We generated polymorphism data of genes using population samples of D. simulans, D. mauritiana and D. sechellia. The worldwide D. simulans sample contained 11 strains. We used 13 D. mauritiana strains: lines 72, 75, 105, 197, 207, g23, g35, g62, g74, g122, g130, g193 and G122. We used eight D. sechellia strains: lines 4, 15, 21, 22, 24, 25, 81 and 034. These strains were provided by J. Coyne, S.-C. Tsaur and M.-L. Wu (University of Chicago). We extracted total DNA from a single male of each strain using Puregene DNA extraction kit (Gentra Systems).
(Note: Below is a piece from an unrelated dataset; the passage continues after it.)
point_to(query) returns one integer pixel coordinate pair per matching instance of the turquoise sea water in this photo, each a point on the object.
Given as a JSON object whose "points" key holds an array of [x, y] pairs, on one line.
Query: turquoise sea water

We did not collect polymorphism data for Dmau\mkg-r because it is difficult to specifically amplify this gene in many D. mauritiana strains. In mkg-r2, all 12 alleles showed significantly stronger preference for synonymous polymorphism, whereas one allele (w136) contained a stop codon, probably a transient mutant, and was excluded from analysis. Alleles of mkg-r2 also had a preference for synonymous substitution (Ks) over nonsynonymous substitution (Ka) in divergence analysis in all comparisons, except for one with mkg-r3. Thus, the sequence analyses at two levels of variation, polymorphism and divergence, suggest that mkg-r2 is subject to functional constraint.

We calculated Ka, Ks and two statistics that describe within-species variation, π (nucleotide diversity) and Watterson's θ, with DNAsp 3.5 (ref. 16) and K-estimator28. We also carried out Tajima's D test, the McDonald-Kreitman test, Fu-Li test and Fay-Wu test17,18,19,20 with DNAsp 3.5. We created a neighbor-joining tree of genes and carried out a relative rate test using Mega 2.0 (ref. 29).

We used sign tests30 to test the null hypothesis that new genes and parental genes are pseudogenes. If they were pseudogenes, some new genes should have Ka/Ks ratios <1 and some others should have Ka/Ks ratios >1. Under the simple assumption that the probability that the Ka/Ks ratio for a pseudogene is <1 is equal to the probability that the ratio is >1, the binomial distribution on the assumption of p = q = 0.5 can be used to calculate the probability of the null hypothesis, p = n!/(m!k!).(1/2)n, where n = m + k, m = the number of the ratios >1 and k = the number of the ratios <1. For a conservative test, we used the number of independent comparison (n = 6, considering that Dmel\mkg-p, Dsim\mkg-p, Dsec\mkg-p, Dsim\mkg-r, Dsec\mkg-r and Dmau\mkg-r contain two domains whereas Dmau\mkg-p and Dmau\mkg-r3 contain single different domains) when computing this probability.

GenBank accession number.

mkg genes, AY562976AY562984; sequence alignment data, AY572491AY572499.

Note: Supplementary information is available on the Nature Genetics website.